Ему уже давно удалось установить, откуда идет прямая поддержка мировому терроризму, свирепствующему ныне на всей — или почти всей — планете и, уж во всяком случае, подчинившему себе Санта-Барбару. От «Нового Пантеона». И сколько бы ни прописывал ему психиатр последние нейролептические средства — лементаль, ипрекс и прочие, — наука была бессильна: он не излечивался, а его убеждения оставались неколебимы. При этом он не верил, что его убеждения связаны с его болезнью, несмотря на усилия психиатра доказать ему, что заболевание его как раз в том и состоит, что он в это не верит, но факты продолжали накапливаться в пользу обратного.

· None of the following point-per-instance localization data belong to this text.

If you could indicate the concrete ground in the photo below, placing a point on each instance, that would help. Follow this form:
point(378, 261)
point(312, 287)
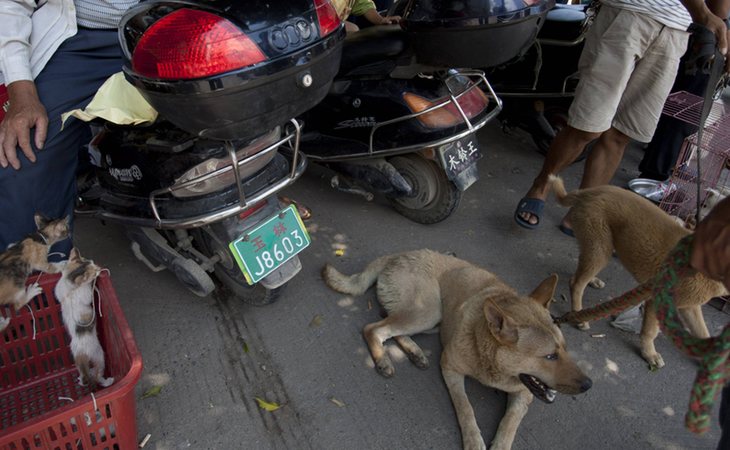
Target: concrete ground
point(214, 356)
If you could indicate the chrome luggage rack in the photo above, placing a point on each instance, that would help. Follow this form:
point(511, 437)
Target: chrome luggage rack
point(476, 76)
point(297, 162)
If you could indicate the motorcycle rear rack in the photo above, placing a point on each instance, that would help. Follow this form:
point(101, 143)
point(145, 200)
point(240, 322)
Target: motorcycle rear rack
point(475, 75)
point(298, 163)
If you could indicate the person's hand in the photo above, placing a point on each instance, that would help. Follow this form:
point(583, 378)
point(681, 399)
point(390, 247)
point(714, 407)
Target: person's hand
point(711, 249)
point(25, 113)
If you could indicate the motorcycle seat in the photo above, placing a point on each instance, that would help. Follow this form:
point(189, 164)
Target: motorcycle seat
point(373, 50)
point(564, 23)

Последние открытия позволяли, однако, расширить круг причин Зла, подпитываемого за счет явно антагонистических сетей: начиная с фундаменталистов Аль-Каиды, стремящихся исламизировать свободный мир, но пользующихся в этих целях мафиозными средствами, также в свою очередь нуждавшимися во всех тех неуловимых финансовых, семейных, клановых, эзотерических, духовных и прочих зацепках, что, усложняясь, превращались в один крепкий узел на Ближнем Востоке. Видимо, процесс этот длился тысячелетия: достаточно заглянуть в Библию, чтобы это понять. Историю не переделать, она продвигается с помощью ничтожно малого количества вариантов. Мусульманские камикадзе подрывали себя в самом центре Иерусалима? Но разве «грязные деньги» не отмывались безнаказанно в самом священном городе, чтобы послужить как жертвам, так и палачам, при том, что всех это устраивало — исламских интегристов не меньше, чем правых сионистов и православных экстремистов, которые заявляли о борьбе с теми, и наоборот? Номер Восемь обучался на модных курсах политических наук в университете Санта-Барбары — где же еще? Все пути ведут туда — и ему было прекрасно известно, что глобализация заведет мир в тупик, если не принять меры в пользу обездоленных. Клинтон заявил об этом в Давосе, а «восьмерка» раструбила по всему свету. Леваки, как и их противники — чокнутые, психи, наркоманы, поэты, интеллигенты, все те, кто чурался истеблишмента, — были в этом согласны друг с другом. Однако Номер Восемь вскоре заметил, что егопытались подчинить каким-то задачам, не подозревая, что онс рождения не поддается психическому воздействию. Он принял меры, отключил свои рецепторы от пропагандистских антенн и составил свой собственный жизненный план. От которого ему же было плохо до рвоты, до тошноты. Что поделаешь, тошнота правит бал в области философской традиции в наше время.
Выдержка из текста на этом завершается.